В конце февраля в Лагосе термометр показывал сорок градусов при влажности восемьдесят пять процентов.
Второй по величине город в Африке после Каира насчитывал более двадцати одного миллиона жителей, и это число увеличивалось тысячи на две в день. Такой феномен можно было наблюдать невооруженным глазом: во время своего пребывания здесь Маркус отмечал, как прирастает бидонвиль, вид на который открывался из его окна.
Он выбрал жилище на окраине, над мастерской по ремонту грузовиков. Комната была небольшая, и хотя Маркус привык к сутолоке нигерийской столицы, жара мешала ему спать по ночам. Вещи его были сложены в стенном шкафу, у него был холодильник семидесятых годов и крохотный кухонный угол, где он готовил еду. Вентилятор на полу ритмично жужжал, будто огромный шершень.
Несмотря на неудобства, он себя чувствовал свободным.
Маркус жил в Нигерии около восьми месяцев, но в последние два года все время переезжал из страны в страну. Парагвай, Боливия, Пакистан, потом Камбоджа. Охотясь за аномалиями, он разрушил сеть педофилов, в Гуджранвале остановил гражданина Швеции, который выбирал самые бедные страны, чтобы дать там волю своей потребности убивать, при этом не опасаясь ареста; в Пномпене обнаружил больницу, где у неимущих крестьян за несколько сотен долларов покупали органы для перепродажи в страны Запада.
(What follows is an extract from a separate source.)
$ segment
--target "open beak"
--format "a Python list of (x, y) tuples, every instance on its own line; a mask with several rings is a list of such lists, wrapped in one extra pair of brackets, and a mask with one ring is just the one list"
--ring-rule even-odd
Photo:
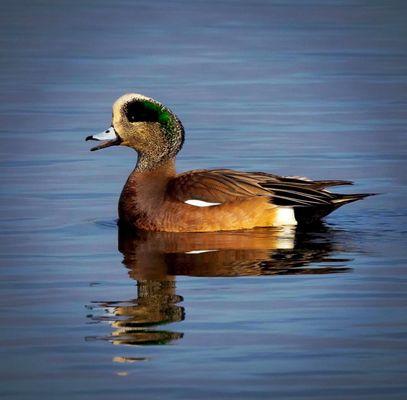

Сейчас он выслеживал банду, которая занималась торговлей людьми: почти сто женщин, мужчин и детей пропали за последние несколько лет.
Он начал взаимодействовать с людьми, общаться с ними. К этому он стремился долгое время. Не мог забыть, как страдал в Риме, чувствуя себя отторгнутым от человеческого рода. Но и сейчас его склонность к одиночеству порой брала верх. И прежде чем могли завязаться прочные отношения, он собирал рюкзак и отправлялся в путь.
Боялся слишком увлечься. Ведь единственные отношения, построенные на личных чувствах, какие удалось ему установить после потери памяти, оставили горький осадок. Он еще вспоминал Сандру, но все реже и реже. Иногда задавался вопросом, где она, счастлива ли. Но не осмеливался воображать кого-то рядом с ней: близкого человека, с которым можно обменяться мыслями. Это причинило бы ненужную боль.
Зато ему случалось часто говорить с Клементе. Диалог, напряженный и конструктивный, происходил в мыслях. Маркус говорил другу все, что не сумел или не захотел сказать при его жизни. И только когда вспоминал о последнем уроке, который так и не был преподан, все сжималось у него внутри.
Два года назад он отказался от сана. Но очень скоро убедился, что это не работает. Можно отказаться от чего угодно, только не от своей природы. Эрриага оказался прав: что бы он ни делал, куда бы ни ехал, себя изменить не мог. С этим ничего нельзя было поделать, несмотря на мучительные сомнения. Время от времени, наткнувшись на заброшенную церковь, он заходил туда и служил литургию. Иногда происходило нечто необъяснимое. Во время мессы кто-то неожиданно появлялся и слушал. Маркус не был уверен, что Бог воистину существует, но понимал, что необходимость в Нем объединяет людей.